ところが、自動車などを運転して人を死傷させるのは、なにも「道路」だけに限ったことでなく、工場内の構内や駐車場、港湾内の埠頭などのいわゆる「道路外」でもあります。
こうした場所で人を死傷させる行為を「道路外致傷」といいますが、これは違反点数制度にある違反行為ではないために、違反点数がつきません。
しかしながら、道路外で事故を起こした者も、道路上で事故を起こした者も、その危険性は変わらないことから、別の基準で行政処分が行われます。
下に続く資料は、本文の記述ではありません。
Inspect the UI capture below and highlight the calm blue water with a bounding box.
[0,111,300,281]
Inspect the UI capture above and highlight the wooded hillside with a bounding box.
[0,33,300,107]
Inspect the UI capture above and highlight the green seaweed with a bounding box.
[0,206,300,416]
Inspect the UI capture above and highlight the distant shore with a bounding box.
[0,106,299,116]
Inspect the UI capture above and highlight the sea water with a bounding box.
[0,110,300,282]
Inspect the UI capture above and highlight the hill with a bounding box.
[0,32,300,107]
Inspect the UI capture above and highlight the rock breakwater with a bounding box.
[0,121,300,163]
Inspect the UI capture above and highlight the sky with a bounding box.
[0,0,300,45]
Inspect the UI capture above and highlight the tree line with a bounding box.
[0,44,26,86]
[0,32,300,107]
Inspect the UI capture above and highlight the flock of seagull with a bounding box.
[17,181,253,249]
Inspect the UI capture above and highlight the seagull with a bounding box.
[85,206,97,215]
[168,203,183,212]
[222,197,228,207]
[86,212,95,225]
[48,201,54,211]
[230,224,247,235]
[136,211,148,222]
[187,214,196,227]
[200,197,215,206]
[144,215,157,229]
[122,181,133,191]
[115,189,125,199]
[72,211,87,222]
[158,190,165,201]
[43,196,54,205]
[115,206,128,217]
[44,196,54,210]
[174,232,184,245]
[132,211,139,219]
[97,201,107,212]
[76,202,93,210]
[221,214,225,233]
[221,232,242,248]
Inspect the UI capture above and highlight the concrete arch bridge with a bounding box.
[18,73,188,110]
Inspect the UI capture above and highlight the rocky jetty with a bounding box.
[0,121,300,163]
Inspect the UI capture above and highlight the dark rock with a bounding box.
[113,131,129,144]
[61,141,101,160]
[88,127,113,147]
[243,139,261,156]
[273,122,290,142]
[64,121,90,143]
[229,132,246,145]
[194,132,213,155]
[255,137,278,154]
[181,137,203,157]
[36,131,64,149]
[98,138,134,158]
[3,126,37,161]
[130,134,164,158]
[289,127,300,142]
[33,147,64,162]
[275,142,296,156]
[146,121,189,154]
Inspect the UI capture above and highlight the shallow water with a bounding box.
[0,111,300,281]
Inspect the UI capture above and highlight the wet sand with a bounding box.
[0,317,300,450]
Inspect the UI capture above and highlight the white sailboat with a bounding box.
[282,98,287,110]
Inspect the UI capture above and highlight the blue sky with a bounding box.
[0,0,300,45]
処分の基準になるのは、被害者の傷害の程度や後遺障害の有無です。
たとえば、不注意によって人を死亡させたり、治療期間3か月以上の負傷をさせた場合には、免許取消し処分を受け最低1年以上の欠格期間(免許を再取得することができない期間)となります。
駐車場や工場構内だからといって、決して油断しないで、道路上と同じような緊張感を持って運転しましょう。
なお、「危険運転致死傷罪」は、「道路上」での死傷事故に限ったものではなく、「道路外致死傷」にも適用されますので、注意してください。